Beasiswa untuk mengkaji perbandingan antara pemerintahan SBY dan Jokowi, muncul setelah aksi saling sindir antara Sekjen PDIP Hasto Kristianto dan Deputi Bappilu DPP Partai Demokrat Kamhar Lakumani. Keduanya, saat itu sama-sama meributkan siapa presiden yang paling banyak menggelar rapat saat menjabat.

 

Sindiran-sindiran yang dilontarkan oleh Hasto Kristiyanto, berhasil menarik perhatian Agus Harimurti Yudhoyono (AHY). Ketua Umum Partai Demokrat itu membela ayahnya, dan meminta semua pihak untuk menghargai kerja keras semua pemimpin Indonesia. 

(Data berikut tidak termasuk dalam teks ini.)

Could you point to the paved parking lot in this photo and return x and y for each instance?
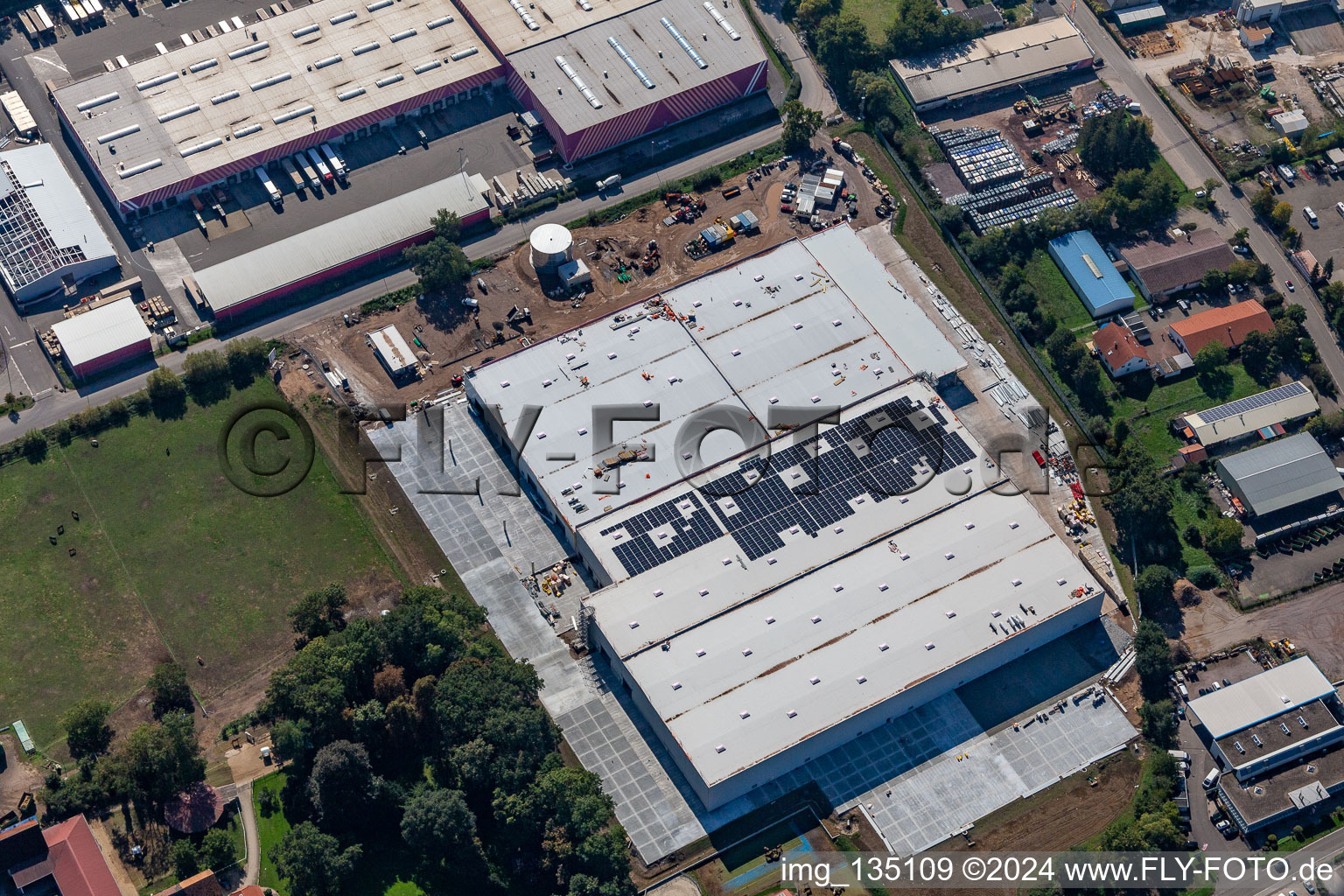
(1314, 32)
(469, 136)
(1328, 238)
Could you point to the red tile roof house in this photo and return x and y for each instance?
(1120, 352)
(1228, 326)
(70, 860)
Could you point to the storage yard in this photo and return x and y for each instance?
(622, 268)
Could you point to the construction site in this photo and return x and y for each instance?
(519, 301)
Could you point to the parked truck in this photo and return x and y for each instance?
(293, 175)
(306, 167)
(336, 161)
(272, 191)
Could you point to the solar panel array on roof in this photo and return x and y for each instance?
(807, 486)
(1243, 404)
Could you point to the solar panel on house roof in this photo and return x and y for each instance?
(807, 486)
(1243, 404)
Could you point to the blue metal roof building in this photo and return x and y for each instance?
(1092, 273)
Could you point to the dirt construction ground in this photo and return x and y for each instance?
(1312, 621)
(453, 335)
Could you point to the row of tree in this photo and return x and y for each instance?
(416, 740)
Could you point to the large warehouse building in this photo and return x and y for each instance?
(214, 110)
(1003, 60)
(597, 74)
(620, 80)
(49, 236)
(104, 338)
(328, 250)
(812, 323)
(767, 601)
(1280, 474)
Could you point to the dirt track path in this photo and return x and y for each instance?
(1313, 622)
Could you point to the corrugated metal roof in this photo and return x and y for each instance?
(148, 92)
(1136, 15)
(1260, 697)
(1002, 58)
(1280, 474)
(65, 231)
(1238, 418)
(648, 42)
(312, 251)
(105, 329)
(1092, 273)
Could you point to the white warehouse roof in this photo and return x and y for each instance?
(993, 60)
(320, 70)
(1260, 697)
(772, 642)
(776, 329)
(46, 226)
(312, 251)
(102, 331)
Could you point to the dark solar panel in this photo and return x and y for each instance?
(1243, 404)
(805, 486)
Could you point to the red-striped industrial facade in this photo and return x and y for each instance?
(272, 153)
(646, 120)
(241, 309)
(110, 360)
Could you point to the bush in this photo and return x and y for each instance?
(1203, 577)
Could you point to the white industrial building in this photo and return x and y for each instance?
(102, 338)
(49, 236)
(759, 632)
(767, 599)
(812, 323)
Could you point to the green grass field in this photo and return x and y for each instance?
(270, 830)
(171, 559)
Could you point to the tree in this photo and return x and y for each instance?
(1112, 144)
(206, 375)
(1223, 537)
(800, 124)
(1211, 358)
(168, 690)
(185, 861)
(1281, 214)
(318, 612)
(438, 263)
(1153, 660)
(160, 760)
(87, 728)
(312, 861)
(438, 822)
(1158, 723)
(246, 360)
(218, 850)
(341, 785)
(918, 29)
(167, 394)
(1155, 584)
(1258, 356)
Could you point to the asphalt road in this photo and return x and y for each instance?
(1194, 167)
(58, 406)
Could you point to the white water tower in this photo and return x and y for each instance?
(553, 246)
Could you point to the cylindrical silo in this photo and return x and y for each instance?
(551, 248)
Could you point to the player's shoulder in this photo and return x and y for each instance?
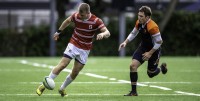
(96, 19)
(151, 24)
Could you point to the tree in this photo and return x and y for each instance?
(167, 15)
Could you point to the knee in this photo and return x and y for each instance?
(74, 74)
(133, 68)
(62, 66)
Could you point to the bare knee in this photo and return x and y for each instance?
(133, 68)
(74, 74)
(59, 68)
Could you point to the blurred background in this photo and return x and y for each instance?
(27, 26)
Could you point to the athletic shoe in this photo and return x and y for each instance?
(151, 74)
(163, 68)
(131, 94)
(40, 89)
(62, 92)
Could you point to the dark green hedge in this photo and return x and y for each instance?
(181, 37)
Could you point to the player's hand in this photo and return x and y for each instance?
(56, 36)
(146, 56)
(122, 45)
(99, 36)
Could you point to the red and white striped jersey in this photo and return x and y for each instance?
(84, 31)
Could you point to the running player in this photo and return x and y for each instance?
(148, 50)
(86, 24)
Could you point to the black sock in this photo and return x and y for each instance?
(134, 78)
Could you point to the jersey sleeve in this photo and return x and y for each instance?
(153, 28)
(73, 17)
(100, 23)
(136, 24)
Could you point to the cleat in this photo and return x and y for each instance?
(40, 89)
(151, 74)
(163, 68)
(131, 94)
(62, 93)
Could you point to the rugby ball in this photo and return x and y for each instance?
(49, 83)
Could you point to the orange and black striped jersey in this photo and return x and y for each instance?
(85, 30)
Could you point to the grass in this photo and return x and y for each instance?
(18, 81)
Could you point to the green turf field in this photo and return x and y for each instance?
(102, 79)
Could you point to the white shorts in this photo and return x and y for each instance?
(76, 53)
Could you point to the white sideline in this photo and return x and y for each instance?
(105, 77)
(94, 94)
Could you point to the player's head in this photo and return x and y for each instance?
(144, 14)
(84, 10)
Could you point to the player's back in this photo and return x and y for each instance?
(146, 31)
(85, 31)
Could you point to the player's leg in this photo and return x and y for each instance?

AHY menyampaikan bahwa tantangan tiap zaman berbeda-beda. Oleh karena itu, tiap pemimpin diharapkan mampu menjawab tantangan sesuai zamannya. "Tiap masa ada tantangan dan pemimpinnya. Setiap pemimpin ada masa dan tantangannya," kata AHY dalam keterangan pers yang diterima Republika, Senin (1/11).

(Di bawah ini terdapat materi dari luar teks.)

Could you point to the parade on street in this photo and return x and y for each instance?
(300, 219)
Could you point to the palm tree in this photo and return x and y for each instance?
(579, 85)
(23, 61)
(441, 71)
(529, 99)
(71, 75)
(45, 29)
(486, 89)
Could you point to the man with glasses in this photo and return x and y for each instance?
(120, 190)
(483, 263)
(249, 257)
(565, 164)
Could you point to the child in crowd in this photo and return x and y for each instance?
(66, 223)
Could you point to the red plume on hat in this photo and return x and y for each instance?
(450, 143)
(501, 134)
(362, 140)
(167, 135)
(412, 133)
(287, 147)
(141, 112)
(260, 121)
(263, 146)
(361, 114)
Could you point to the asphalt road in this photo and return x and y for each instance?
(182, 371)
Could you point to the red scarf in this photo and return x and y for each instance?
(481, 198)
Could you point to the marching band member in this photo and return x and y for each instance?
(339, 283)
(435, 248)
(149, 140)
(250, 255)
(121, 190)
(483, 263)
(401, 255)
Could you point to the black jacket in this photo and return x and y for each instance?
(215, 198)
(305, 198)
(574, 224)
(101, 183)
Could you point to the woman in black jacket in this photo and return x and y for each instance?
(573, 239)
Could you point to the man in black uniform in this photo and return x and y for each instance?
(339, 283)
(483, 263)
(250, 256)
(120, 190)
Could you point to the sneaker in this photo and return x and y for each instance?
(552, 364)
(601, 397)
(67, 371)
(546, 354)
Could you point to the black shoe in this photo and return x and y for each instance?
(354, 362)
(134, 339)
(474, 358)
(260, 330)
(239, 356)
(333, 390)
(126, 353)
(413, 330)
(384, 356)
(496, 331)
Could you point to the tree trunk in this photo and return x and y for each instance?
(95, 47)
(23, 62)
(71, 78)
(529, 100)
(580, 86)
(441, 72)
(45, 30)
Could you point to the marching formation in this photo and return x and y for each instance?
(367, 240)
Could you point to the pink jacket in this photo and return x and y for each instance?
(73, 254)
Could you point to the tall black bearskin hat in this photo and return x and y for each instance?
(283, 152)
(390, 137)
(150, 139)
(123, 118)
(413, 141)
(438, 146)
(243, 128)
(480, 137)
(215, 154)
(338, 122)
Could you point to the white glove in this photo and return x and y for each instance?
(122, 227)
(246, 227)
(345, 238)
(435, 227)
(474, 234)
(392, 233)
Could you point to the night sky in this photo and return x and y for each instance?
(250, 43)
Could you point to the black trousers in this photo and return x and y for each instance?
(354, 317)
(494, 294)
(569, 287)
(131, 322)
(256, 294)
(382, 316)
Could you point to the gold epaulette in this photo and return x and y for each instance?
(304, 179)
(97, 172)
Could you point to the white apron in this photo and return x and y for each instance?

AHY juga mengingatkan agar selalu menghargai kepemimpinan di Indonesia sebelumnya. Menurutnya, apa yang dirasakan masyarakat sekarang merupakan buah kerja kepemimpinan sebelummya.

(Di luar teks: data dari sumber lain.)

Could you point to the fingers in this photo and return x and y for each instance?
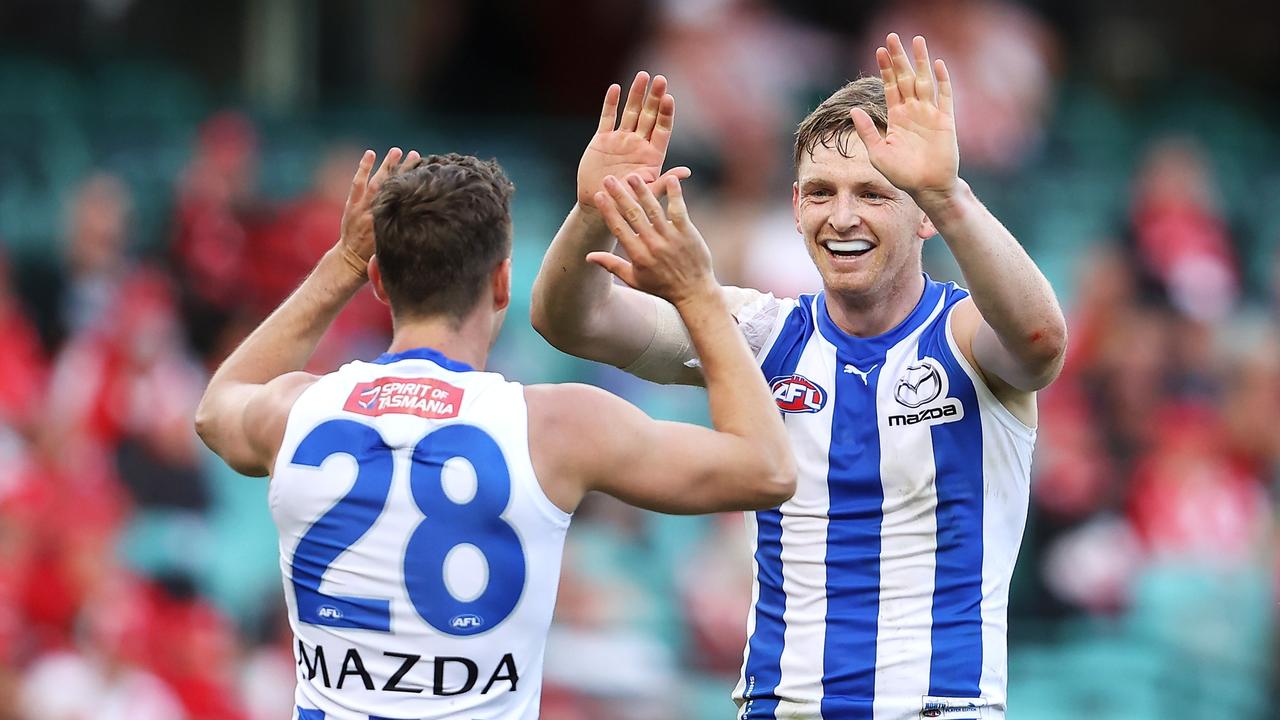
(945, 103)
(411, 160)
(923, 72)
(635, 99)
(891, 95)
(648, 201)
(635, 215)
(676, 209)
(903, 73)
(652, 104)
(659, 186)
(612, 214)
(661, 137)
(609, 113)
(867, 130)
(616, 265)
(360, 181)
(385, 169)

"Apa yang kita dapatkan hari ini adalah hasil kerja keras generasi terdahulu," ujar AHY.

"Tidak ada yang terlalu hebat untuk bisa membangun bangsa sendirian. Kita harus mengedepankan sinergi, kolaborasi, dan aksi nyata untuk bersama-sama melakukan perubahan serta menjadi solusi atas permasalahan bangsa," ucap AHY.

Tak hanya AHY, serangan Sekjen PDIP juga menarik perhatian Jusuf Kalla. Wakil Presiden ke-10 dan ke-12 itu, membantah jika pemerintah SBY terlalu banyak rapat tetapi tidak menghasilkan keputusan. JK menyebut setiap presiden masing-masing berbeda cara kepemimpinan.

"Tanpa bermaksud membandingkan antara Pak SBY dan Pak Jokowi, masing-masing dalam mengambil keputusan dan cara rapat yang tiap tahun jumlahnya hampir sama. Ada yang ambil keputusan langsung dalam rapat, ada yang dirapatkan lagi sampai tuntas," ujar JK, akhir Oktober lalu.

JK mengatakan, pada zaman SBY beberapa keputusan penting diambil dalam rapat, seperti mengurangi defisit APBN tahun 2005, konversi minyak tanah ke LPG. Ia menjelaskan, keputusan defisit APBN tahun 2005 dengan menaikkan harga BBM sebesar 126 persen yang terbesar dalam sejarah berhasil tanpa demo karena keputusan langsung dibarengi dengan BLT.

"Begitu juga konversi minyak tanah ke LPG diputuskan dalam sidang kabinet tahun 2006 sehingga defisit APBN terjaga dengan aman," ujar JK.

JK melanjutkan, keputusan pembangunan infrastruktur dengan kerangka konektivitas disetujui juga di kabinet dan halnya lainnya sehingga pertumbuhan ekonomi dapat dicapai. Menurut JK, untuk rapat rapat yang menghasilkan keputusan bidang sosial dan ekonomi untuk mengatasi krisis ekonomi dunia 2008-2009 tanpa efek besar di bawah koordinasi Menteri Keuangan Sri Mulyani.

Selain itu, keputusan penting juga dicapai pada era SBY dalam bidang perdamaian atau penyelesaian konflik di Aceh yang juga disetujui melalui sidang kabinet.

"Dan banyak lagi keputusan-keputusan yang tentunya diputuskan dalam sidang kabinet baik rapat terbatas ataupun paripurna. Sehingga pertumbuhan ekonomi dapat tercapai," kata JK.

JK melanjutnua, hal sama juga terjadi pada zaman Presiden Jokowi periode pertama dan kedua. Ia menyebut, begitu banyak keputusan-keputusan yang diambil dalam rapat-rapat, baik rapat terbatas ataupun paripurna. "Sehingga dapat berjalan program pembangunan infrastruktur dan mengatasi Covid 19 dengan sangat berhasil," katanya.